This paragraph indicates very clearly the direction of travel in international human rights law and the growing realisation that restricting access to abortion is per se incompatible with women's enjoyment of a wide range of reproductive rights, which are now firmly established as a matter of international human rights law. It also shows the significant evolution of rights standards since the first, then-momentous, articulation of reproductive rights in the International Conference on Population and Development (ICPD). This includes the findings in Mellet Footnote 53 and Whelan Footnote 54 that where abortion is not available in cases of fatal foetal anomaly, this can result in violations of Article 7 of the International Covenant on Civil and Political Rights (ICCPR)Footnote 55 and thus meet the threshold for cruel, inhuman and degrading treatment.

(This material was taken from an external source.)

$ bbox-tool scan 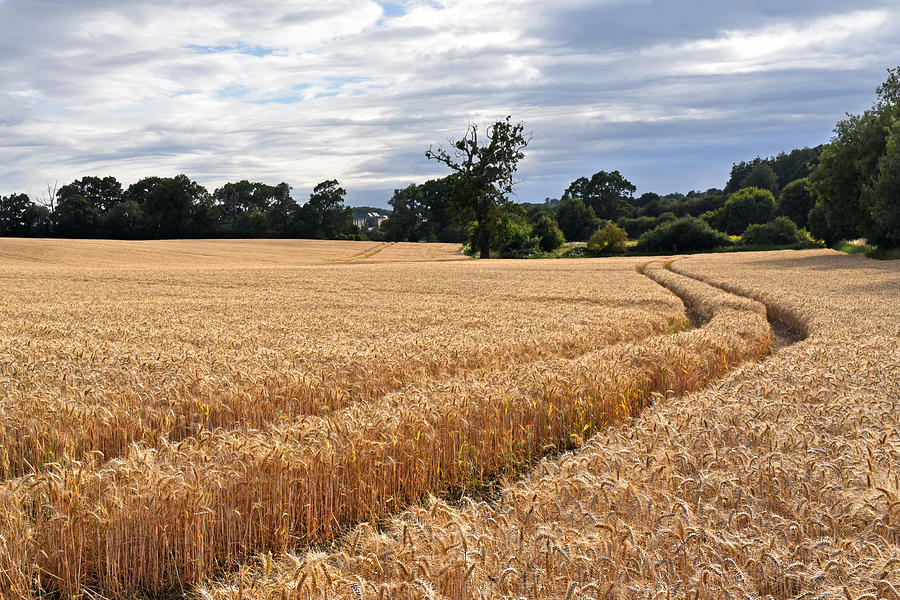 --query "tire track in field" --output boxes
[202,261,801,600]
[335,242,397,262]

It is quite clear that the approach of the ECtHR to abortion is out of step with the rest of international human rights law, although some domestic courts have begun to postulate that denial of abortion in cases of fatal foetal anomaly is incompatible with the ECHR,Footnote 56 and there are tentative indications that the Court itself may be moving in that direction.Footnote 57 Importantly, though, quite apart from the ECHR, Poland is a state party to the ICCPR, and paragraph 8 of the Human Rights Council's General Comment No 36 summarises Poland's key obligations relating to abortion, and thus the international human rights standards to which it is bound at the domestic level under Article 9 of the Constitution.Footnote 58 Given this, one might have expected that a legislative provision permitting abortion in cases of fatal foetal abnormality would survive constitutional scrutiny. As we now show, however, human rights law in this case was used for an entirely different end.
4. The Constitutional Tribunal and the Rights Distortion
International human rights law featured heavily in the argumentation before the Constitutional Tribunal, including in amici curiae briefs submitted by several anti-abortion organisations, which included Ordo Iuris,Footnote 59 ADF InternationalFootnote 60 and the European Centre for Law and Justice.Footnote 61 These amici curiae briefs emphasised to the Court that neither international nor European human rights law provide for a right to abortion and argued that the right to life of the foetus is protected by international human rights law,Footnote 62 a proposition with which the Tribunal effectively began its interpretation of international human rights norms. In contrast, and tracking the logic of such briefs and especially that of Ordo Iuris (supported by a wide international coalition of anti-abortion advocatesFootnote 63), the Tribunal constructed the foetus as a rights bearer and concluded that permitting abortion in cases of fatal foetal anomaly violated a constitutionally protected foetal right to life. Reaching this conclusion required the Tribunal to establish that the foetus is a rights bearer, and that abortion violates the foetal right to life and cannot be justified on the basis of the rights of pregnant women.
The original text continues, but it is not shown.